Doppelabzweig für effiziente Montage
Ein Doppelabzweig macht es sogar möglich, dass genau gegenüberliegende Seiten auf gleicher Anschlusshöhe in den Fallstrang sicher entwässert werden können, ohne sich nachteilig zu beeinflussen. Auch hier spielt der Bogenradius (mindestens die Größe des halben Durchmessers) die entscheidende Rolle, denn nur so lassen sich die Anwendungsgrenzen erweitern.
Durch transparente Formteile konnte der Hersteller Geberit nachweisen, dass selbst dann kein Überspülen stattfindet, wenn nur auf einer Seite fäkalienhaltiges Abwasser einströmt. Eine mögliche Störung im System für den gegenüberliegenden Anschluss ist dadurch nicht zu befürchten.
Normative Grundlage
Die Grundlage für die Bemessung von Schmutzwasserleitungen innerhalb von Gebäuden stellen folgende Normen dar:
- DIN EN 12056-1 bis 5 [2001-01] in Verbindung mit der nationalen Ergänzungsnorm DIN 1986-100 [2016-12].
- Die DIN EN 12056-2, Abschnitt 4.2 beschreibt vier unterschiedliche Typen von Entwässerungssystemen, die in Europa angewandt werden. In Deutschland gilt System I – die Einzelfallleitungsanlage mit teilbefüllten Anschlussleitungen mit einem Füllungsgrad von 0,5.
- In der aktuellen DIN 1986-100 [2016-12] sind viele Anschlussbedingungen korrigiert worden.
Mit dieser Abwassernorm erhalten Planer und Installateure die entsprechenden Vorgaben schwarz auf weiß. Für die effiziente Montage von Entwässerungssystemen in mehrgeschossigen Wohngebäuden bedeutet dies eine erhebliche Vereinfachung in der Leitungsführung, die sich zudem günstiger kalkulieren lässt.
Abwasserleitungen in Gebäuden häufig überdimensioniert
Noch immer werden viele WC-Anschlussleitungen in Gebäuden mit Rohren in DN 100 verlegt, wie es früher üblich war.
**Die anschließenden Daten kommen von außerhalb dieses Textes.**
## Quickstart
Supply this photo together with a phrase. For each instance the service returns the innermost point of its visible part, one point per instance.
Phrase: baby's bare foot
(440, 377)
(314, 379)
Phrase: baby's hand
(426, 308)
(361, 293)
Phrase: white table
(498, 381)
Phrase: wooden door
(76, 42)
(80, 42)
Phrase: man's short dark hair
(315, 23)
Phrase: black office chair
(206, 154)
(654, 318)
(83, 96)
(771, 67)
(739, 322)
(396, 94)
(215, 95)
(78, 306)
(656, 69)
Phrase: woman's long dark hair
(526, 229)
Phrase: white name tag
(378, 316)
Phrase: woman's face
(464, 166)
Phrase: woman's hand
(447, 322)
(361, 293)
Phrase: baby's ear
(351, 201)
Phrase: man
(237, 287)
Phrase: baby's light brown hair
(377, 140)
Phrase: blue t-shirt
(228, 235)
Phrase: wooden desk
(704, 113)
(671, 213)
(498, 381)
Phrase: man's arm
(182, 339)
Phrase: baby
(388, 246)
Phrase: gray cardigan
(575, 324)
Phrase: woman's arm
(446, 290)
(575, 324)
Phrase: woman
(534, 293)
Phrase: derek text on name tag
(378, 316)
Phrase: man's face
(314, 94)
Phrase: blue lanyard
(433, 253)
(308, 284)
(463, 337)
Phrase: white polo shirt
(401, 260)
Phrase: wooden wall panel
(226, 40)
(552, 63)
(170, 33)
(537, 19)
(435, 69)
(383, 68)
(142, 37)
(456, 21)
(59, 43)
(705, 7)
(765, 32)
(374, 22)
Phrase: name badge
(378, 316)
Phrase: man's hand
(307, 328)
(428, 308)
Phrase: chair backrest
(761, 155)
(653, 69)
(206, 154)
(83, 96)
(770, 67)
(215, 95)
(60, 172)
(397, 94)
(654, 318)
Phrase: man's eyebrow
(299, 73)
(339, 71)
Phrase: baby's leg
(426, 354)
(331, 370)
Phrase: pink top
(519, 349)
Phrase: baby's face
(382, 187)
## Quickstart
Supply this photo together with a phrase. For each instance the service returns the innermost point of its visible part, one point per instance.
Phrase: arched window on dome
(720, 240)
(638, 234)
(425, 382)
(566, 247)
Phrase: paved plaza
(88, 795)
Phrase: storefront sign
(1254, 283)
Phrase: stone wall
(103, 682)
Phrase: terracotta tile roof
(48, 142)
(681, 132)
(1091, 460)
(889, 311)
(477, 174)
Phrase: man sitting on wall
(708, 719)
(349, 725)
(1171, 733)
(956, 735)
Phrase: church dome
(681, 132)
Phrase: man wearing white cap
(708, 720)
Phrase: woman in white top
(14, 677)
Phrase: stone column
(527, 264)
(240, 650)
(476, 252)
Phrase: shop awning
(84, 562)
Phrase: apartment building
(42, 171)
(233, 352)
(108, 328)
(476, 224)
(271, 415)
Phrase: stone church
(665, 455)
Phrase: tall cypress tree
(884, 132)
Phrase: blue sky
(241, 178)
Dabei reicht heute in aller Regel die Nennweite DN 90 aus, um auch mehrgeschossige Gebäude sicher und störungsfrei zu entwässern – vom Einzelanschluss am WC über die Fallleitung bis hin zur Grundleitung.
Die Vorzüge der kleineren Dimension sind überzeugend: Abflusswasserleitungen DN 90 sind kostengünstiger und einfacher zu montieren (Bild 3). Dazu bieten sie bessere hydraulische Eigenschaften und verringern Schacht- und Vorwandtiefen. Tatsache ist: Sind Abwasserleitungen zu groß dimensioniert, können die Feststoffe in den horizontalen Leitungen nicht abtransportiert werden – Verstopfungen sind vorprogrammiert.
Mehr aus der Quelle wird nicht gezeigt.